Within the organized retail trade, debit/credit card penetration is quite low at about 15-35% at the max. Banks earn 1.25-2.50% commission on such transactions from Retailers. So, at a 12% interest rate on a transaction of ₹15,000, the bank could have earned ₹1,800 as interest. Instead, it gets only 2% on the transaction. The balance 10% is usually offset by the Brand which is promoting the scheme along with the Retailer. This is on top of the Retailer margin that the Brand pays the Retailer. Therefore, the real value of the product sold is much lower than what is perceived by the customer. The Brand usually doesn't disclose the discounted price of the product so as not to lose the value the customer would derive from the product.
The scheme has been a massive hit especially among youngsters and first time income earners who are new into their jobs but would like to impress people around them with fine gadgets et al.
The Banks usually anticipate a credit roll over, which means the customer is unable to pay the EMI and therefore pays only the minimum due in a certain month and rolls over the EMI to the next month, on which the Bank earns 3% interest on the said amount. They make up the lost out interest here too.
RBI is of the opinion that such schemes mislead customers about the impact of rolled over interests by Banks. The new Governor Mr. Raghuram Rajan probably also believes that these schemes promote unwarranted consumption thereby reducing monetary liquidity in the system. Among the slew of economic measures that have been taken since Sep. 13, this is a key one. Retailers are fuming. With the impending festivals eason coming in, Brands and Retailers expected a surge in sales. But this scheme has come as a dampener. Many middle class pople who aspired for their favourite consumer durable or furniture may have to put off their puchases or pay in full.

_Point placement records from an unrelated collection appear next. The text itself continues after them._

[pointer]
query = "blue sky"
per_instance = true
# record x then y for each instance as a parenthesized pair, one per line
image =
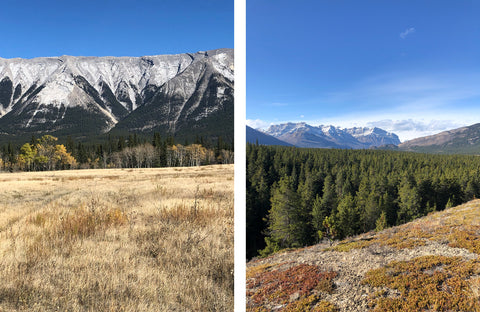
(411, 67)
(114, 28)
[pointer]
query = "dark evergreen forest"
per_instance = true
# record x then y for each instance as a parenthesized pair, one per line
(133, 151)
(297, 197)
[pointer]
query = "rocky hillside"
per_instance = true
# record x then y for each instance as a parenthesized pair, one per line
(464, 140)
(430, 264)
(255, 136)
(304, 135)
(78, 96)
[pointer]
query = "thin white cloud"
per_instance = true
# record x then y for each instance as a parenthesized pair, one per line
(279, 104)
(407, 32)
(408, 129)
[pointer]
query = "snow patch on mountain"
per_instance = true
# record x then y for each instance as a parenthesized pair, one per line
(328, 136)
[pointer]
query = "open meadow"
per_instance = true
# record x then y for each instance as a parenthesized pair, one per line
(117, 240)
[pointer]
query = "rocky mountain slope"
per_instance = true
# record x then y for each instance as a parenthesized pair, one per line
(304, 135)
(91, 95)
(430, 264)
(465, 140)
(254, 136)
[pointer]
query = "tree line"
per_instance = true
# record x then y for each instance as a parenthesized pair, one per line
(297, 197)
(45, 153)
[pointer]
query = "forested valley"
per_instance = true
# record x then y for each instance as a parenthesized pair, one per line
(51, 153)
(298, 197)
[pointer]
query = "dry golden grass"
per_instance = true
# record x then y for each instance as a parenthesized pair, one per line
(117, 240)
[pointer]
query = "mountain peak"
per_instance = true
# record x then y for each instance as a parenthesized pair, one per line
(328, 136)
(48, 93)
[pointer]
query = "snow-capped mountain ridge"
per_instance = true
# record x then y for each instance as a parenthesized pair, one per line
(41, 92)
(328, 136)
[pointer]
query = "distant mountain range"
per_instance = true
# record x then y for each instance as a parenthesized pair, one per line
(182, 95)
(256, 136)
(304, 135)
(465, 140)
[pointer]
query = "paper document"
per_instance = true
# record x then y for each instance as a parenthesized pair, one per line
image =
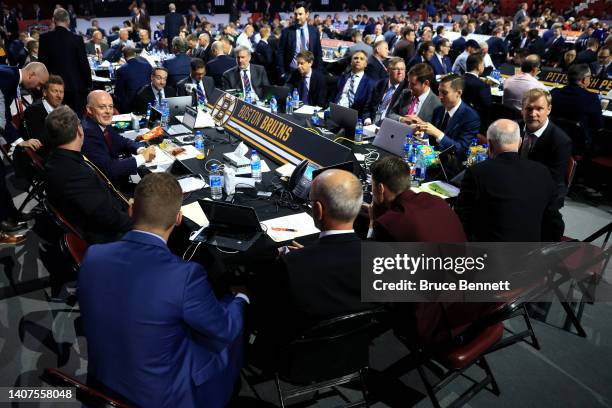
(194, 212)
(290, 227)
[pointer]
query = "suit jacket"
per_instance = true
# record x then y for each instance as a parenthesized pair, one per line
(506, 199)
(232, 79)
(317, 89)
(63, 53)
(417, 217)
(131, 76)
(378, 94)
(376, 70)
(107, 159)
(431, 103)
(362, 94)
(286, 49)
(178, 68)
(553, 149)
(460, 131)
(217, 66)
(84, 198)
(180, 346)
(477, 94)
(437, 66)
(145, 96)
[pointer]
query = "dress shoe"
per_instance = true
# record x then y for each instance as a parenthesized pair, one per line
(11, 239)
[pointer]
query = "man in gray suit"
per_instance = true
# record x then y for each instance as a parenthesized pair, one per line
(249, 78)
(417, 99)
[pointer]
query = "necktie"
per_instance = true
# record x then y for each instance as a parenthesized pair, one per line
(351, 93)
(445, 122)
(304, 92)
(247, 83)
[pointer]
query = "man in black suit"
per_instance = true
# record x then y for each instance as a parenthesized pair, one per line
(506, 198)
(154, 92)
(310, 84)
(546, 143)
(75, 188)
(296, 38)
(196, 84)
(63, 53)
(219, 63)
(574, 102)
(249, 78)
(386, 93)
(376, 68)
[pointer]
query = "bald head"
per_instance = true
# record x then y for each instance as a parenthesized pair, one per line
(336, 197)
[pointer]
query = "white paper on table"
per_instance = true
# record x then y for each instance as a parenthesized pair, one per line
(189, 184)
(302, 223)
(308, 109)
(194, 212)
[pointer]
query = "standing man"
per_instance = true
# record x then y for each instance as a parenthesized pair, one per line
(296, 38)
(63, 53)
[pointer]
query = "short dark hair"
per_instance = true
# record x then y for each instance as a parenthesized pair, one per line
(61, 124)
(157, 200)
(393, 172)
(473, 61)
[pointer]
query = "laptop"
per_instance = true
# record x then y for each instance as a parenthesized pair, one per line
(391, 136)
(231, 226)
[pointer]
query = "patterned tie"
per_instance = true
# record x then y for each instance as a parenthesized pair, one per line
(247, 83)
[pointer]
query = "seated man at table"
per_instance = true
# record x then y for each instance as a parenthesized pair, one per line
(203, 86)
(154, 92)
(397, 214)
(417, 99)
(246, 77)
(75, 188)
(506, 198)
(156, 333)
(311, 84)
(104, 146)
(454, 124)
(355, 88)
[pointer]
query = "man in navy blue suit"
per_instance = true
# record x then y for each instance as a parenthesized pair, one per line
(296, 38)
(454, 124)
(103, 146)
(179, 66)
(156, 334)
(355, 88)
(132, 76)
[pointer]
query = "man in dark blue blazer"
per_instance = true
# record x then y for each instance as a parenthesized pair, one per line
(179, 66)
(156, 333)
(104, 147)
(131, 76)
(355, 88)
(219, 63)
(440, 62)
(296, 38)
(453, 125)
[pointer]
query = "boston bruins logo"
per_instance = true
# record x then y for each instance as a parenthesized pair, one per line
(223, 109)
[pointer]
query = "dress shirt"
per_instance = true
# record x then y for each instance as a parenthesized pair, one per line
(516, 86)
(344, 98)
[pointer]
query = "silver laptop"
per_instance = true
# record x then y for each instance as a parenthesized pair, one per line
(391, 136)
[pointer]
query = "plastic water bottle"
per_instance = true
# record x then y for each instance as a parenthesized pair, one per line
(255, 165)
(215, 183)
(199, 145)
(315, 118)
(359, 130)
(273, 105)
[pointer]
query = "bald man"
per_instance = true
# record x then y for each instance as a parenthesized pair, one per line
(104, 146)
(506, 198)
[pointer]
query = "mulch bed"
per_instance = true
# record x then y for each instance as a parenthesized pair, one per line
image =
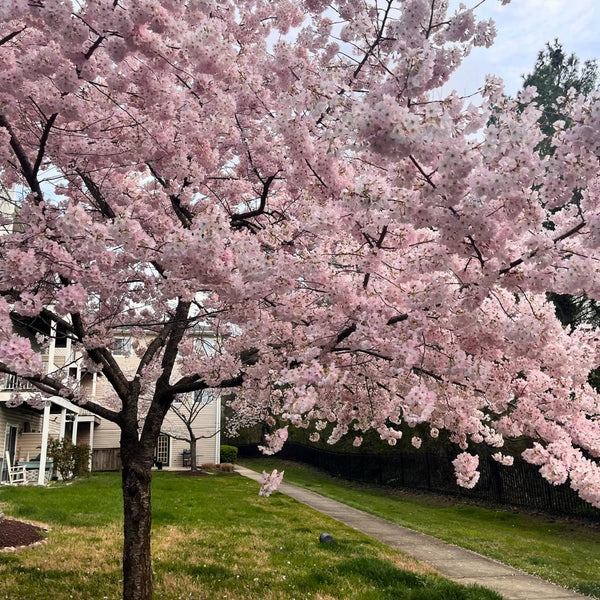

NBFCs and private financiers have however been exempted. Bajaj Finserv which has an over 40% market share in Retail credit must be happy. But for availing the scheme provided by them, customers must furnish certain other details such as proof of income, proof of address, PAN Card, etc. So, there is still hope for Retailers and Customers. May the festival of lights bring hope to one and all and increase consumption. Consumption laeds to Growth. Retail prospers.